< Daniël 12 >
1 En te dier tijd zal Michael opstaan, die grote vorst, die voor de kinderen uws volks staat, als het zulk een tijd der benauwdheid zijn zal, als er niet geweest is, sinds dat er een volk geweest is, tot op dienzelven tijd toe; en te dier tijd zal uw volk verlost worden, al wie gevonden wordt geschreven te zijn in het boek.
“At that time Michael will stand up, the great prince who stands for the children of your people; and there will be a time of trouble, such as never was since there was a nation even to that same time. At that time your people will be delivered, everyone who is found written in the book.
2 En velen van die, die in het stof der aarde slapen, zullen ontwaken, dezen ten eeuwigen leven, en genen tot versmaadheden, en tot eeuwige afgrijzing.
Many of those who sleep in the dust of the earth will awake, some to everlasting life, and some to shame and everlasting contempt.
3 De leraars nu zullen blinken, als de glans des uitspansels, en die er velen rechtvaardigen, gelijk de sterren, altoos en eeuwiglijk.
Those who are wise will shine as the brightness of the expanse. Those who turn many to righteousness will shine as the stars forever and ever.
4 En gij, Daniel! sluit deze woorden toe, en verzegel dit boek, tot den tijd van het einde; velen zullen het naspeuren, en de wetenschap zal vermenigvuldigd worden.
But you, Daniel, shut up the words and seal the book, even to the time of the end. Many will run back and forth, and knowledge will be increased.”

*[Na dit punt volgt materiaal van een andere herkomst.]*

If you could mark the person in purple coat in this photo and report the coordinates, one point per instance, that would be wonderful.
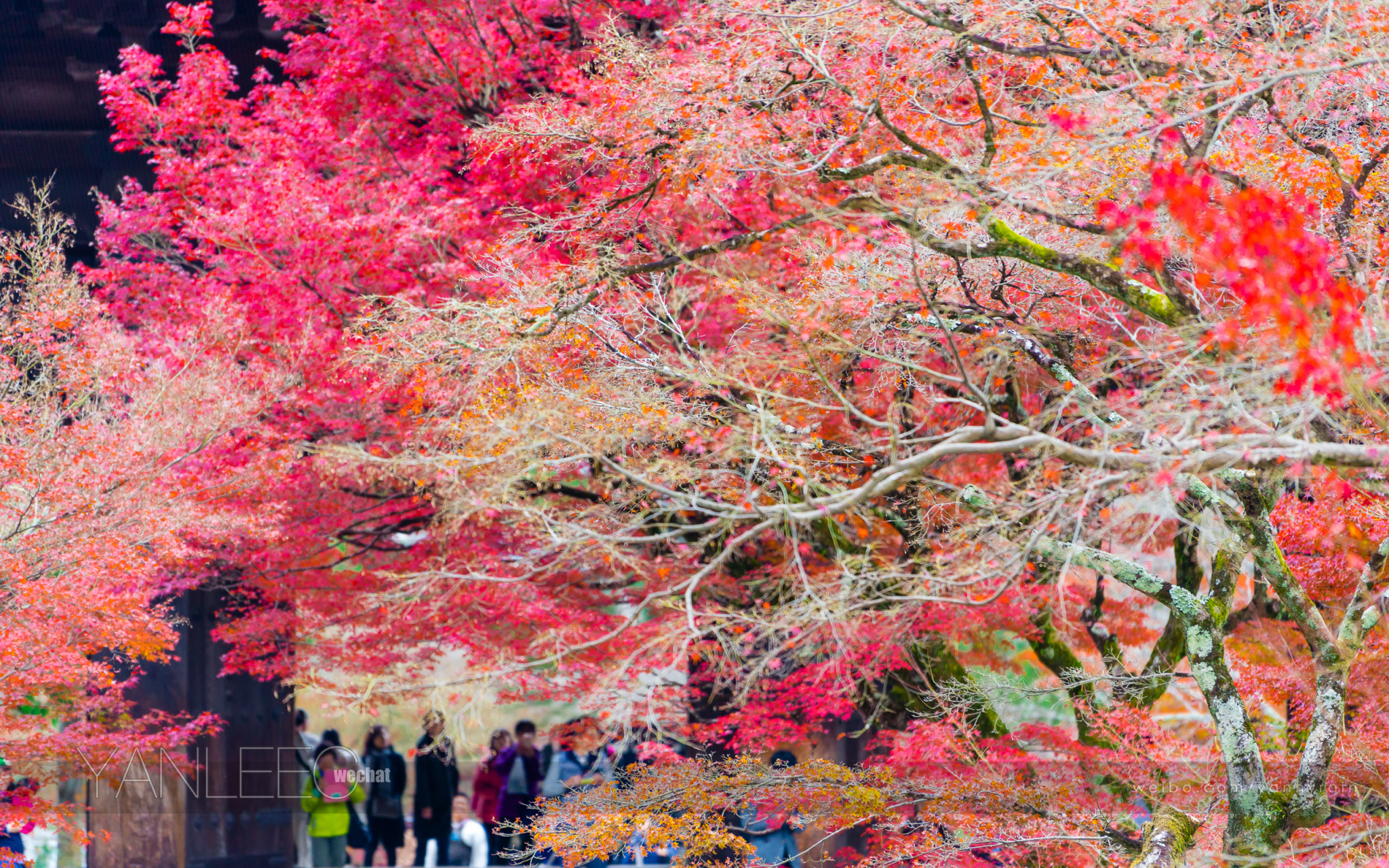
(520, 768)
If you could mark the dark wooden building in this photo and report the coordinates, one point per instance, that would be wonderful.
(52, 124)
(233, 813)
(52, 127)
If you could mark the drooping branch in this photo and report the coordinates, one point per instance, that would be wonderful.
(1166, 840)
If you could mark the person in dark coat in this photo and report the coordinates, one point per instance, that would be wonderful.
(385, 789)
(486, 797)
(518, 766)
(437, 784)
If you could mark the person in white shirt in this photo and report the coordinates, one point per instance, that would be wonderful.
(467, 835)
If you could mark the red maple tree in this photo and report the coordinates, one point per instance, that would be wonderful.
(819, 359)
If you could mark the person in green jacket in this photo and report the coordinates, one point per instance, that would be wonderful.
(327, 796)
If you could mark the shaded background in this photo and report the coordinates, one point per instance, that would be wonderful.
(52, 124)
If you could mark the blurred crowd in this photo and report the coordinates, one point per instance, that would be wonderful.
(355, 804)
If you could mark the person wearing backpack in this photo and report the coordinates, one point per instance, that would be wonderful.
(328, 797)
(385, 795)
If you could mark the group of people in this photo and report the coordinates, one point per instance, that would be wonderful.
(489, 827)
(338, 784)
(449, 828)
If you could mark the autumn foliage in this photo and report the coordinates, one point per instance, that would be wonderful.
(1002, 381)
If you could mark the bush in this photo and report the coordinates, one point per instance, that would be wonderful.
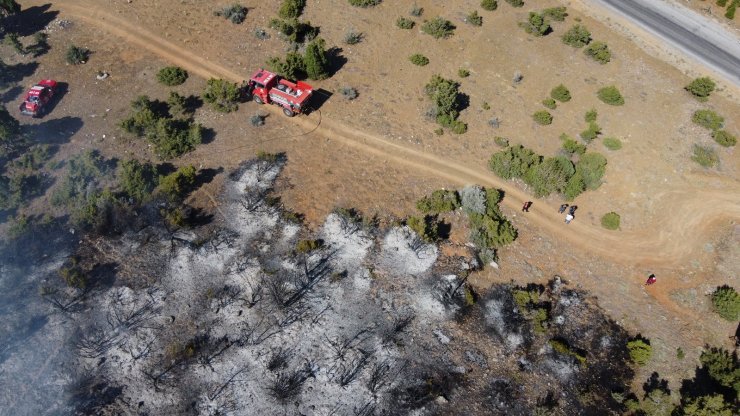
(222, 95)
(705, 156)
(599, 52)
(612, 143)
(439, 202)
(489, 5)
(177, 185)
(591, 115)
(348, 92)
(610, 221)
(474, 18)
(560, 93)
(708, 119)
(404, 23)
(610, 95)
(425, 227)
(536, 25)
(701, 87)
(542, 117)
(438, 28)
(726, 302)
(591, 132)
(291, 9)
(513, 162)
(577, 36)
(137, 179)
(591, 168)
(76, 55)
(724, 138)
(236, 13)
(172, 75)
(316, 60)
(364, 3)
(639, 351)
(419, 59)
(352, 37)
(557, 14)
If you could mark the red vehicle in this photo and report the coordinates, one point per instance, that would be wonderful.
(38, 97)
(269, 88)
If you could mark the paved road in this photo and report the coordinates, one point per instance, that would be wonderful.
(686, 30)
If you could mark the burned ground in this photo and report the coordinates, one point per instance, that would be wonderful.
(233, 318)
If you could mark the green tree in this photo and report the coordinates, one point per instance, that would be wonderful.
(701, 87)
(577, 36)
(726, 302)
(222, 95)
(316, 60)
(610, 95)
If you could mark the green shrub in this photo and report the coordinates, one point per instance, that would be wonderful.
(536, 25)
(542, 117)
(474, 18)
(419, 59)
(610, 95)
(172, 75)
(439, 202)
(222, 95)
(291, 9)
(599, 52)
(591, 115)
(489, 5)
(639, 351)
(307, 246)
(76, 55)
(726, 302)
(137, 179)
(549, 103)
(591, 132)
(364, 3)
(724, 138)
(701, 88)
(404, 23)
(316, 60)
(577, 36)
(352, 37)
(708, 119)
(557, 14)
(513, 162)
(571, 146)
(438, 28)
(560, 93)
(705, 156)
(591, 168)
(612, 143)
(610, 221)
(177, 185)
(236, 13)
(425, 227)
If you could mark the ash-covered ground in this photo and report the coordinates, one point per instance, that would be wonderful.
(250, 319)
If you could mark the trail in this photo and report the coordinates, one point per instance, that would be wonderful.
(691, 218)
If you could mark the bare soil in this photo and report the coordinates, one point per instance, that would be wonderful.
(378, 153)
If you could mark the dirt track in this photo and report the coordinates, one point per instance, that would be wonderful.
(692, 215)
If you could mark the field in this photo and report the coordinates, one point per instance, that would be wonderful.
(379, 153)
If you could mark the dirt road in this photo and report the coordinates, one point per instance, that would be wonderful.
(692, 215)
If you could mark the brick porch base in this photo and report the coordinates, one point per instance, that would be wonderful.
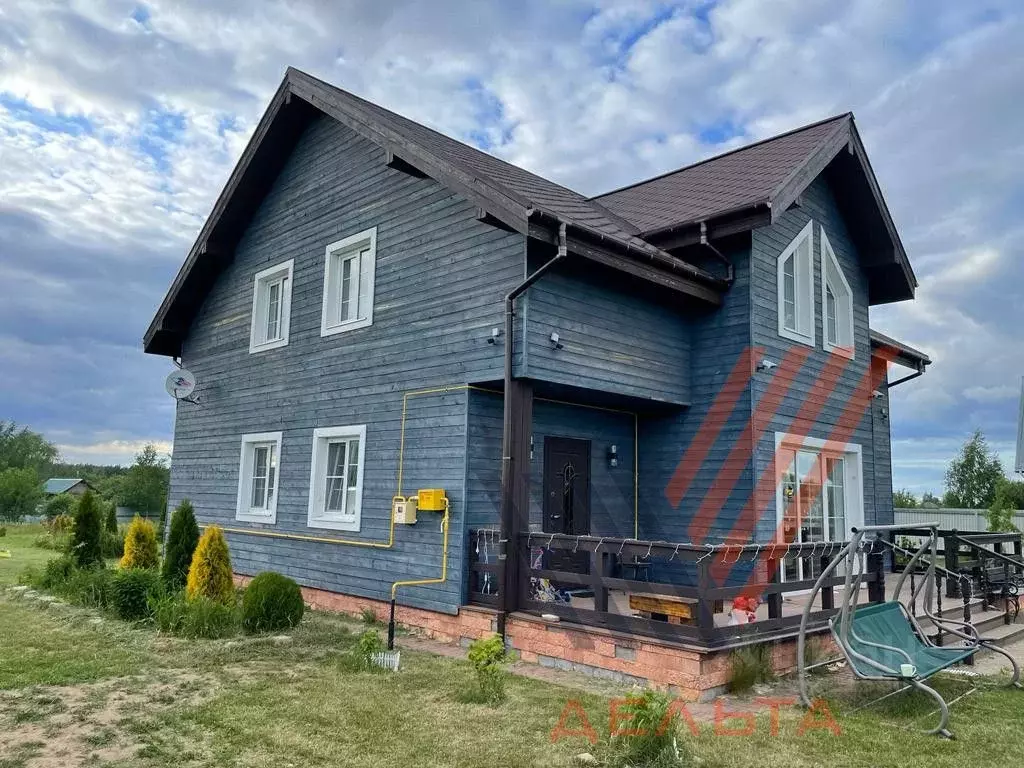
(686, 672)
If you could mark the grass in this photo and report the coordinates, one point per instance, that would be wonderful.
(18, 543)
(104, 693)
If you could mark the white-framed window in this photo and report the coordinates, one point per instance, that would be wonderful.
(796, 288)
(348, 283)
(837, 303)
(271, 307)
(336, 477)
(819, 497)
(258, 477)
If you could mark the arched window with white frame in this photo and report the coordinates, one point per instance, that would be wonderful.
(837, 302)
(796, 288)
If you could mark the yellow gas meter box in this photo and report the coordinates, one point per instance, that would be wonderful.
(431, 500)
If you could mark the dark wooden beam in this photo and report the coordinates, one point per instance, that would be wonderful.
(492, 220)
(396, 163)
(646, 271)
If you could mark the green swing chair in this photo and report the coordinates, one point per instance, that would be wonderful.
(884, 641)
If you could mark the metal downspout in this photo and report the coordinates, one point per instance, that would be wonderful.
(507, 547)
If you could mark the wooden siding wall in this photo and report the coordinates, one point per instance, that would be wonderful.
(439, 282)
(720, 339)
(612, 340)
(768, 243)
(611, 488)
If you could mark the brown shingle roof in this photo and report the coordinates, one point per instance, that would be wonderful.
(736, 179)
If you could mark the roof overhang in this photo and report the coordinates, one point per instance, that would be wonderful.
(897, 351)
(841, 157)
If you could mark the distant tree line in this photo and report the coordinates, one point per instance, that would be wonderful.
(28, 459)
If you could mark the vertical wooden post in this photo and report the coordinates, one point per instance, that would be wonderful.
(877, 566)
(775, 600)
(951, 551)
(706, 606)
(827, 591)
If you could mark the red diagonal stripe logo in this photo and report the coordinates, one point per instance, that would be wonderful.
(716, 418)
(742, 449)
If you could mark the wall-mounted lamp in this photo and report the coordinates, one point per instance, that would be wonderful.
(612, 456)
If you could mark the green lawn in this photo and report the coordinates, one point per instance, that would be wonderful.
(18, 543)
(77, 688)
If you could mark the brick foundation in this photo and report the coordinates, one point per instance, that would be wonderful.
(688, 673)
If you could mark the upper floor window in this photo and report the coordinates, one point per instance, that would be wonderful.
(348, 283)
(796, 288)
(271, 307)
(837, 302)
(336, 477)
(257, 500)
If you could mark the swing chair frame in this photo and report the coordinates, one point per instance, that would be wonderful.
(863, 656)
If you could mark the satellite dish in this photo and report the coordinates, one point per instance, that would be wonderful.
(180, 384)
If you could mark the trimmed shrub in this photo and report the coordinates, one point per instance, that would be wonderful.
(271, 601)
(140, 546)
(175, 614)
(113, 544)
(180, 546)
(86, 546)
(210, 572)
(133, 591)
(488, 658)
(111, 522)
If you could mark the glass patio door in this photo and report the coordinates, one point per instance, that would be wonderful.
(813, 498)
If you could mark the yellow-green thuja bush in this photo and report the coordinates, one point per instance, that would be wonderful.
(210, 573)
(140, 546)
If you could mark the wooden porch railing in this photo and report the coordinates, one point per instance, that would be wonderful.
(701, 579)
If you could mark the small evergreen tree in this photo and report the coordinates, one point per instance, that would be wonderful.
(180, 546)
(112, 518)
(210, 572)
(86, 544)
(140, 546)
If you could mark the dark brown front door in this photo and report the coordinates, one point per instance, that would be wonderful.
(566, 497)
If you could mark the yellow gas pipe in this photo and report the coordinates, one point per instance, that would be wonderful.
(420, 582)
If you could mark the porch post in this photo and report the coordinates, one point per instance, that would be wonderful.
(515, 492)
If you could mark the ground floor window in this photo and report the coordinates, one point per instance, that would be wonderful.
(257, 501)
(336, 477)
(819, 498)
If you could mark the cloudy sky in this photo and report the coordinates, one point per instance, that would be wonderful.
(120, 122)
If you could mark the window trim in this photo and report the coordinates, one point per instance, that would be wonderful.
(365, 240)
(853, 474)
(243, 511)
(263, 276)
(322, 436)
(799, 296)
(827, 252)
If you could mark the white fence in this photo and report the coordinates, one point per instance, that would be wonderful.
(961, 519)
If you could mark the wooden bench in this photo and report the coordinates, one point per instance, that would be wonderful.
(669, 608)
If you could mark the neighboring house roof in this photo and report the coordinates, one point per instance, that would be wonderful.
(624, 229)
(61, 484)
(902, 353)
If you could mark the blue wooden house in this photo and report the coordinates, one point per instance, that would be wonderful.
(603, 388)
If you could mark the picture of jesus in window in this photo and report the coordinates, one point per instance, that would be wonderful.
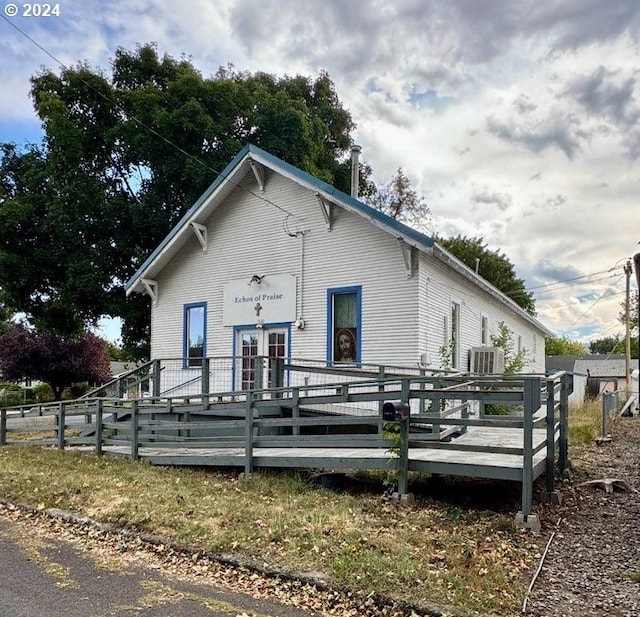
(344, 345)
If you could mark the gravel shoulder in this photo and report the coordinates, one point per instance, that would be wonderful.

5 En ik, Daniel, zag, en ziet, er stonden twee anderen, de een aan deze zijde van den oever der rivier, en de ander aan gene zijde van den oever der rivier.
Then I, Daniel, looked, and behold, two others stood, one on the river bank on this side, and the other on the river bank on that side.
6 En hij zeide tot den Man, bekleed met linnen, Die boven op het water der rivier was: Tot hoe lang zal het zijn, dat er een einde van deze wonderen zal wezen?
One said to the man clothed in linen, who was above the waters of the river, “How long will it be to the end of these wonders?”
7 En ik hoorde dien Man, bekleed met linnen, Die boven op het water van de rivier was, en Hij hief Zijn rechter- en Zijn linkerhand op naar den hemel, en zwoer bij Dien, Die eeuwiglijk leeft, dat na een bestemden tijd, bestemde tijden, en een helft, en als Hij zal voleind hebben te verstrooien de hand des heiligen volks, al deze dingen voleind zullen worden.
I heard the man clothed in linen, who was above the waters of the river, when he held up his right hand and his left hand to heaven, and swore by him who lives forever that it will be for a time, times, and a half; and when they have finished breaking in pieces the power of the holy people, all these things will be finished.
8 Dit hoorde ik, doch ik verstond het niet; en ik zeide: Mijn Heere! wat zal het einde zijn van deze dingen?
I heard, but I didn’t understand. Then I said, “My lord, what will be the outcome of these things?”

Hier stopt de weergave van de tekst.